L'Atelier : Quel est votre modèle économique et comment rémunérez-vous les auteurs?
 
C.P : Notre modèle économique est triple. Le premier, encore en chantier, consiste en des accords avec des gros comptes pour fournir toute la prestation, qui inclut la plate-forme technique jusqu'au recrutement de talents, l'édition et la mise en forme de leurs contenus. Le deuxième est en rapport avec les marques, à qui nous proposons d'organiser sur Eyeka des appels à création. Dans ce cas-là nous prenons tout en main, du recrutement des auteurs à la modération et la mise en avant de ces auteurs. Enfin, le dernier concerne la vente des contenus eux-mêmes, sachant que l'on part du principe que nous conservons 50% des sommes perçues, déduction faite de quelques frais de distribution. Nos auteurs bénéficient des 50% restant.
 
L'Atelier : Les auteurs avec qui vous travaillez s'engagent-ils avec vous ou êtes vous l'intermédiaire qui les mène jusqu'à un producteur ou un média?
 
C.P : La situation n'est pas manichéenne et nous ne sommes pas agents d'individus. Notre premier desiderata est de constituer une communauté large. Le deuxième que se constituent de jolies histoires autour de certains talents, et que l'on puisse capitaliser à un moment donné sur ce qu'ils font. Maintenant, ce n'est pas parce qu'on les aura aidé à se faire connaître qu'ils resteront chez nous indéfiniment. Mais si les auteurs que nous avons accueillis disent être passés sur Eyeka, c'est une autre manière de faire parler de nous.
 
L'Atelier : Finalement, vous définissez-vous plus comme une plate-forme communautaire ou de production?
 
C.P : Je dirais que nous sommes une plate-forme communautaire de connexion et de distribution, et pas de production.
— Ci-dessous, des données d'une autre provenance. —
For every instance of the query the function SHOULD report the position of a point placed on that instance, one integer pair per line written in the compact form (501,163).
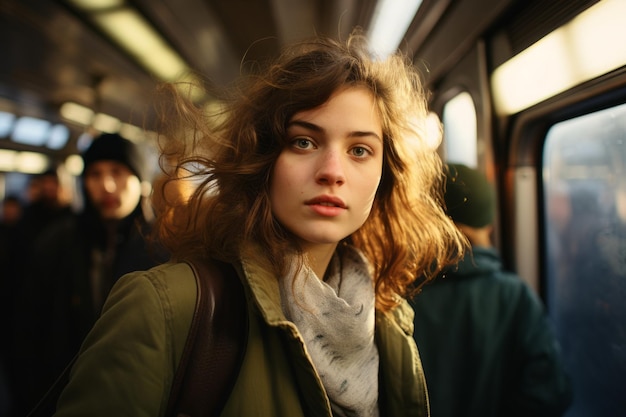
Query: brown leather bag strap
(215,345)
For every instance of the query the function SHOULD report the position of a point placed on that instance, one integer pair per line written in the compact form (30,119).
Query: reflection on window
(459,130)
(59,135)
(31,131)
(585,204)
(6,123)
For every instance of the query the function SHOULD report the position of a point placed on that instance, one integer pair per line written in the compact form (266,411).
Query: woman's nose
(330,169)
(108,183)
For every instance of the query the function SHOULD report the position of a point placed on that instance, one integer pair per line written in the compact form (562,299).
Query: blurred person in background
(485,341)
(76,261)
(10,216)
(47,202)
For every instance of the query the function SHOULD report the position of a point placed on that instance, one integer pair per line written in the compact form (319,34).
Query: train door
(584,204)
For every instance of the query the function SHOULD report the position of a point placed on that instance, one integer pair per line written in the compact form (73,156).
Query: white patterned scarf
(336,320)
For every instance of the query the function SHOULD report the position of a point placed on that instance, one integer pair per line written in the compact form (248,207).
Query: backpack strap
(215,345)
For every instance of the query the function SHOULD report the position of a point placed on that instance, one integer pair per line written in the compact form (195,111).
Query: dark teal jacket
(486,345)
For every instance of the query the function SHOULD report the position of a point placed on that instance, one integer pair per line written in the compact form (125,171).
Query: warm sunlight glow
(572,54)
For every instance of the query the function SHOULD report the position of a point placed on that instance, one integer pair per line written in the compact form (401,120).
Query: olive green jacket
(128,360)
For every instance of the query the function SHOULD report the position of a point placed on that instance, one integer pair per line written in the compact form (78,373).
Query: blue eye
(360,151)
(302,143)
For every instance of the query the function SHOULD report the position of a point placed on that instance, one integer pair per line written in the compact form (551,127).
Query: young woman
(319,187)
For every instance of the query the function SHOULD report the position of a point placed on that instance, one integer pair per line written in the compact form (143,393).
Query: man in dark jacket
(76,261)
(485,342)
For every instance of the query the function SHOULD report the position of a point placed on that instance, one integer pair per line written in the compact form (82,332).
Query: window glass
(6,123)
(459,130)
(59,134)
(31,131)
(584,182)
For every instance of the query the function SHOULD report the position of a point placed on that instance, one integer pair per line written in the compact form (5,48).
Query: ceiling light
(138,38)
(571,55)
(389,25)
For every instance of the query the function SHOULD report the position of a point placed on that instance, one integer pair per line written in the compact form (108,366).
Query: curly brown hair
(227,157)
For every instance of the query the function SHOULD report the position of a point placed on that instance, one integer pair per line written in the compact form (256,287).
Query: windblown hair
(228,157)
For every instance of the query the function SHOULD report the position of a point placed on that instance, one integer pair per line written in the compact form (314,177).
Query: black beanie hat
(469,197)
(113,147)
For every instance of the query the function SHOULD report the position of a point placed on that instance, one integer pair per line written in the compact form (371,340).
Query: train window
(30,131)
(584,182)
(59,135)
(460,131)
(6,123)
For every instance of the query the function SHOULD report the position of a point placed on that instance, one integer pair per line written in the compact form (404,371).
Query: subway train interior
(531,92)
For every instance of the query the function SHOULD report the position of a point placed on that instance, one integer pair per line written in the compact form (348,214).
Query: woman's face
(324,181)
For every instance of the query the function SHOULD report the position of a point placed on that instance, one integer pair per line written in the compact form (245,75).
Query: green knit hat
(469,197)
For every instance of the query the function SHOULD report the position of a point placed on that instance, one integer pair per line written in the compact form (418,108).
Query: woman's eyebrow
(316,128)
(306,125)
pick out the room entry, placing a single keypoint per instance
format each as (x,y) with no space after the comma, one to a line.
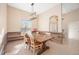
(26,25)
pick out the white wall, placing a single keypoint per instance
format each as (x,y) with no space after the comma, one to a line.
(70,17)
(14,19)
(44,18)
(3,24)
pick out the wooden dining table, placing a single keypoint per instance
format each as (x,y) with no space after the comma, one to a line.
(44,39)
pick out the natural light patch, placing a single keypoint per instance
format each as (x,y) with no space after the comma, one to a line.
(1,35)
(18,48)
(73,32)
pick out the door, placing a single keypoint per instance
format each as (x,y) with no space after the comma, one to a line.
(74,30)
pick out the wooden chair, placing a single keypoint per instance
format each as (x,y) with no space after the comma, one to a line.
(34,45)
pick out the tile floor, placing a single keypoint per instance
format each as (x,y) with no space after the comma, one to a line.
(19,48)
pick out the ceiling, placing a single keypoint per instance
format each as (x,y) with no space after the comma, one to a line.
(38,7)
(42,7)
(68,7)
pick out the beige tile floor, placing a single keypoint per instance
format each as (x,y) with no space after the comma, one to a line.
(19,48)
Cela ne nous empêchera cependant pas de nouer des accords avec des producteurs pour amener nos auteurs vers plus de valeurs ajoutées, ni parfois d'aider à ce que de tels projets existent.
 
L'Atelier : Pensez-vous que la découverte de talents sur Internet, puis leur réappropriation par les médias traditionnels, s'imposera dans l'avenir comme le circuit prépondérant de distribution des contenus?
 
C.P : Définitivement. Internet sert à accélérer ce qui peut être désintermédié et qui finalement, dans la vraie vie, est parfois difficilement accessible. En ce qui concerne la vidéo, le marché de la distribution est certes organisé, notamment avec les salons de rencontre, mais il n'en demeure pas moins que pour certains producteurs, il est très compliqué de distribuer leurs droits au-delà de ce qu'ils ont fait en France. Nous croyons que toute plate-forme de distribution on-line à destination des professionnels qui va commencer à voir le jour aura une vraie chance de toucher un public.
Du côté des mobiles, c'est encore un cauchemar d'aller chercher des contenus adaptés. Et il est tout aussi difficile pour les gens qui produisent ce type de contenus de les vendre aux opérateurs. Il y a encore beaucoup de choses à inventer!